When they are grown as isolated plants in front door-yards, it is necessary to make them hold their heads up, and look trim and tidy. Every day wo see examples of such bushes tied up in compact bunches, with a stake to secure greater uprightness; but towards April it is common to see stake and all dangling helplessly over. Then they are straightened by re-setting the stake, and by cropping the disheveled tops by barber-ous pruning shears or knife.

This treatment is senseless. It directly defeats the main object, which we suppose to be the securing of a plant of neat figure, robed in luxuriant leaves, and brightened with well-expanded flowers. For it is obvious that not one of these crowded shoots can open its leaves to the light, and as they were similarly suffocated last summer, they have nothing laid up - no means or substance from which to produce good flowers this year, even if there were room to display them. Next summer they will, of course, be barren too, if the leaves are given no room to turn.

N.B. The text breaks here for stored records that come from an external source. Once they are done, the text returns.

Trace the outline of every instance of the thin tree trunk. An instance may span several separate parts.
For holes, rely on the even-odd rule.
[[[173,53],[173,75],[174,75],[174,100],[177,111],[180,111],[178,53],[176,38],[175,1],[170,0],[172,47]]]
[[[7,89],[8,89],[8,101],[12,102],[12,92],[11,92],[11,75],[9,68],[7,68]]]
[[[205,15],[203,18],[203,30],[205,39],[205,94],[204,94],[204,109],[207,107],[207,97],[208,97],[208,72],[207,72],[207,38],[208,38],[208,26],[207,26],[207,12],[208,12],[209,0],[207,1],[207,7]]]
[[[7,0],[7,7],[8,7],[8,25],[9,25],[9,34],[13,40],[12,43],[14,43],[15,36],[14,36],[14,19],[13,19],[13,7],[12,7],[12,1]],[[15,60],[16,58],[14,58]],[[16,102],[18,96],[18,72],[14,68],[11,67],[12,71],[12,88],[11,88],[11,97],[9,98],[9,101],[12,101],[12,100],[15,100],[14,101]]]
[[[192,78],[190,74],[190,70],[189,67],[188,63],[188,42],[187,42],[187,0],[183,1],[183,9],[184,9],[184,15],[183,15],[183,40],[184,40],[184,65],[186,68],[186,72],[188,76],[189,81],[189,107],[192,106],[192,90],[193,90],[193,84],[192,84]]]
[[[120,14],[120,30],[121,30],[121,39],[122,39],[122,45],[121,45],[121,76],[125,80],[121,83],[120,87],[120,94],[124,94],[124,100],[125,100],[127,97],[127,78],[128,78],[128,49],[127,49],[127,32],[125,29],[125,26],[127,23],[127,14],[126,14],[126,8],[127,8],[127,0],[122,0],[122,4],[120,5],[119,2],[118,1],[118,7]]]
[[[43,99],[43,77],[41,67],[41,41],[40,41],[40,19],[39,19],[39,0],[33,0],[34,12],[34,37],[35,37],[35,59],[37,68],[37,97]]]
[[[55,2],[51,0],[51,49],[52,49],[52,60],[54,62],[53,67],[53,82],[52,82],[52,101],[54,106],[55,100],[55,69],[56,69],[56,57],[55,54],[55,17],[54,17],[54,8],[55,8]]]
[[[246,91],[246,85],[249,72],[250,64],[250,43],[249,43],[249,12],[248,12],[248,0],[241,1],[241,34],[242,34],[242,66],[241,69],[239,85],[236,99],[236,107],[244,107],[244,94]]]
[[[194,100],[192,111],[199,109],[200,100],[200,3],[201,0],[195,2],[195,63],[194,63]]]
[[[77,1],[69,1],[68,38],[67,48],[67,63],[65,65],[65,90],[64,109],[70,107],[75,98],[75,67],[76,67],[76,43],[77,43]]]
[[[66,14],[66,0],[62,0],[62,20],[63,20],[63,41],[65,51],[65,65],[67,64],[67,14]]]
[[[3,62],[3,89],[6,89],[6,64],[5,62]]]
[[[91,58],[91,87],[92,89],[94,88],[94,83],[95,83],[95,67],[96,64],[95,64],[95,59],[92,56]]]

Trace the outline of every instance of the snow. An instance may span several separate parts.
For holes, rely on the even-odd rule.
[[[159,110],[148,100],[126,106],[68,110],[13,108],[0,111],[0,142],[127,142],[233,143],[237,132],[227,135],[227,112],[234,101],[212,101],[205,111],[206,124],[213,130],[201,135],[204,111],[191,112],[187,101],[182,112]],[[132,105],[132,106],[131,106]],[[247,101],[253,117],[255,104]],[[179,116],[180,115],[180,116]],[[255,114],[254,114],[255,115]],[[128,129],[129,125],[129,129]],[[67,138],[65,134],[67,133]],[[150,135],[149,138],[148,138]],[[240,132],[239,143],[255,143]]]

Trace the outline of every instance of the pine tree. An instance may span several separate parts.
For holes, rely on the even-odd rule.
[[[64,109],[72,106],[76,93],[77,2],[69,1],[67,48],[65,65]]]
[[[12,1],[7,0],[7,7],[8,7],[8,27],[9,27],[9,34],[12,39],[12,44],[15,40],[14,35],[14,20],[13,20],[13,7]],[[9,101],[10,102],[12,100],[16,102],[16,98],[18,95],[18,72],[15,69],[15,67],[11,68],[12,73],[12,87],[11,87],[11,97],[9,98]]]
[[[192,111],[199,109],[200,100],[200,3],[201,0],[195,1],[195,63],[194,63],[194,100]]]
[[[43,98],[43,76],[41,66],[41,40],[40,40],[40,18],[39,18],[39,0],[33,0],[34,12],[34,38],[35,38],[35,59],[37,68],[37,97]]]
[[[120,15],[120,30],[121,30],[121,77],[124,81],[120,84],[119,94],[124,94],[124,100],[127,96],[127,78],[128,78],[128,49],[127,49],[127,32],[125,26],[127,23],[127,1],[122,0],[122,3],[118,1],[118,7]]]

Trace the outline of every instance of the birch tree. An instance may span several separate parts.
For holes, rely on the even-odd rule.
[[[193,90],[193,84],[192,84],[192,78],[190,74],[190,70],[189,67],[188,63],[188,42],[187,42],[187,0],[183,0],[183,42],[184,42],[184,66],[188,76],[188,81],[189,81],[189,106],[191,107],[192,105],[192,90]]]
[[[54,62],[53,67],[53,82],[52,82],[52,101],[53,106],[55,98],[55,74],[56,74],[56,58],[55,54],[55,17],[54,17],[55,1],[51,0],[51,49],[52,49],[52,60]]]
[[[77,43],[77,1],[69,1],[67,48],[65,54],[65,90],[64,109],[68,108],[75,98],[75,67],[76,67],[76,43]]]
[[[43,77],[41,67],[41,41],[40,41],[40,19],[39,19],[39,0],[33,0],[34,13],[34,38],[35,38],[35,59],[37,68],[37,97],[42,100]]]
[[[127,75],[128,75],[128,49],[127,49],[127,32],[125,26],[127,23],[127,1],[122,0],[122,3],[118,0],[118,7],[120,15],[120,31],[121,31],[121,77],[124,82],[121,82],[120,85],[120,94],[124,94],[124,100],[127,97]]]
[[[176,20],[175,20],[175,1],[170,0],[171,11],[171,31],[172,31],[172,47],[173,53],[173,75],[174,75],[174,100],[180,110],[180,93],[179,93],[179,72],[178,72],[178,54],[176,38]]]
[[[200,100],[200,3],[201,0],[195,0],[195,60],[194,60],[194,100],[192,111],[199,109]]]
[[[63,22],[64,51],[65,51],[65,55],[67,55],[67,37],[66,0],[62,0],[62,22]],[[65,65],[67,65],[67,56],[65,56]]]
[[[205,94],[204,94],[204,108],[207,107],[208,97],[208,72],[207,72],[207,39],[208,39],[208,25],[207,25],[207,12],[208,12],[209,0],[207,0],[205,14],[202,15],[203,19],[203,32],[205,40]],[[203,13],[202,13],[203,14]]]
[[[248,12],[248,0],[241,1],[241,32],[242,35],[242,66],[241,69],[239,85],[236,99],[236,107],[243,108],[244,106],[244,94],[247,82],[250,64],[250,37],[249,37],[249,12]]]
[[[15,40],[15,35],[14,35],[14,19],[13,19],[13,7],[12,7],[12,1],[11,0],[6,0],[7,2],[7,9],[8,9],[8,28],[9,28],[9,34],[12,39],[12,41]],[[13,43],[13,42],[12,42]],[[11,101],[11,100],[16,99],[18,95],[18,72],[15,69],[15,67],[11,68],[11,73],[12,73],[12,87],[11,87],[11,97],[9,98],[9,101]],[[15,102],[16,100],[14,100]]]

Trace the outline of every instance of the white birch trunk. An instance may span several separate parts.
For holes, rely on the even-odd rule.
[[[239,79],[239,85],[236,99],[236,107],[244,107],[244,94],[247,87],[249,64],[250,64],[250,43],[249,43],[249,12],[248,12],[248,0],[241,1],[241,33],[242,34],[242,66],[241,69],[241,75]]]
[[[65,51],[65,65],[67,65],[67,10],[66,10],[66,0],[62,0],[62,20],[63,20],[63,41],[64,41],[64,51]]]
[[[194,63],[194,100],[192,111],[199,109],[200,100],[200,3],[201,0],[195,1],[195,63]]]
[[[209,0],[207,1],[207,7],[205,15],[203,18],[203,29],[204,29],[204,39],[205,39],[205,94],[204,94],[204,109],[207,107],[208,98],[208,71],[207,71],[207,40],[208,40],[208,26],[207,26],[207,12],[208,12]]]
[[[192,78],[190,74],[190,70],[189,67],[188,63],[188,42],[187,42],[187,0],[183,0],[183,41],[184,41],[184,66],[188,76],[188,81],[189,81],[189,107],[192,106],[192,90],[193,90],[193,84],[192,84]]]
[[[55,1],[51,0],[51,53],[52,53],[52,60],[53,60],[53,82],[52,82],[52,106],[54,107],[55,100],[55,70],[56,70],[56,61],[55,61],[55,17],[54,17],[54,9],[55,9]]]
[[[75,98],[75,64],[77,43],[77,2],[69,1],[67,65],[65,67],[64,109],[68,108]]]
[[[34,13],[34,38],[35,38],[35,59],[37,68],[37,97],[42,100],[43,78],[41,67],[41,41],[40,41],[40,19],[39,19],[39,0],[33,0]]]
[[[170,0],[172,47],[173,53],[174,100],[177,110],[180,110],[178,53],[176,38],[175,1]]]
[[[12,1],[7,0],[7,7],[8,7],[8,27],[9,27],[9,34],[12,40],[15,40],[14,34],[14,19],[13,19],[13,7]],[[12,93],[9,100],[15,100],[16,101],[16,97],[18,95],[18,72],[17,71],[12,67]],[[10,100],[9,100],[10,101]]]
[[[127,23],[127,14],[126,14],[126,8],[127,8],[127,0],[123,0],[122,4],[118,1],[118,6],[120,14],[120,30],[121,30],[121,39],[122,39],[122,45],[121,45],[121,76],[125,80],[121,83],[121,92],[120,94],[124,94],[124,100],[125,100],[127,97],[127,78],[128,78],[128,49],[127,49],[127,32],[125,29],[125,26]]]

But the bush will do something, so long as it has roots safe and sound, and as it can do nothing else well, it will go back to the primitive course of throwing up fresh sprouts from the ground, thus adding to and aggravating the crowded condition above.

The right treatment in such a case is to use a strong, narrow knife, or saw, or sharp pointed pruning shears, such as French gardeners use, or a suitable chisel and mallet, and cut out all the old exhausted shoots, and all the young ones that are weak or unripe, close at the surface wherever possible, or beneath it, for neatness sake, leaving only those which have been first selected as the best and the best placed. Separate these by tying or spreading, using a light hoop, if necessary, to secure a well-balanced and evenly distributed figure, with full room around each shoot for its flowering branchlets and leaves, and full access of light and free air throughout. If a stake seems needful, it will not look amiss, provided it is set erect and centrally, even although it may be thick and tall. In that position it may be even taller than the shoots. The shoots left to bloom should not be shortened further than to make ill-turned, unsymmetrical branchlets, or slender ones incapable of bloom.

If this care is supplemented by a trifling attention, in May or June, to pinch out the sprouts that will appear numerously then, leaving only the suitably placed few that are wanted to fill vacancies, or to renew good blooming canes, according to the nature of the plant, the fullest rewards of successful training will be attained. Some plants make a rank growth from the tops in August or September, and in their case a pinching of the ends of wild or wanton shoots is advisable.

Climbing roses, raspberries, currants, gooseberries, etc., class under the above rule of treatment.

When shrubs are grouped in masses they are not tied up in any formal figure. Pendant branchlets or low growing sorts placed in front of erect ones hide the stems, and present to the sight only leaves and flowers, as in natural boscage.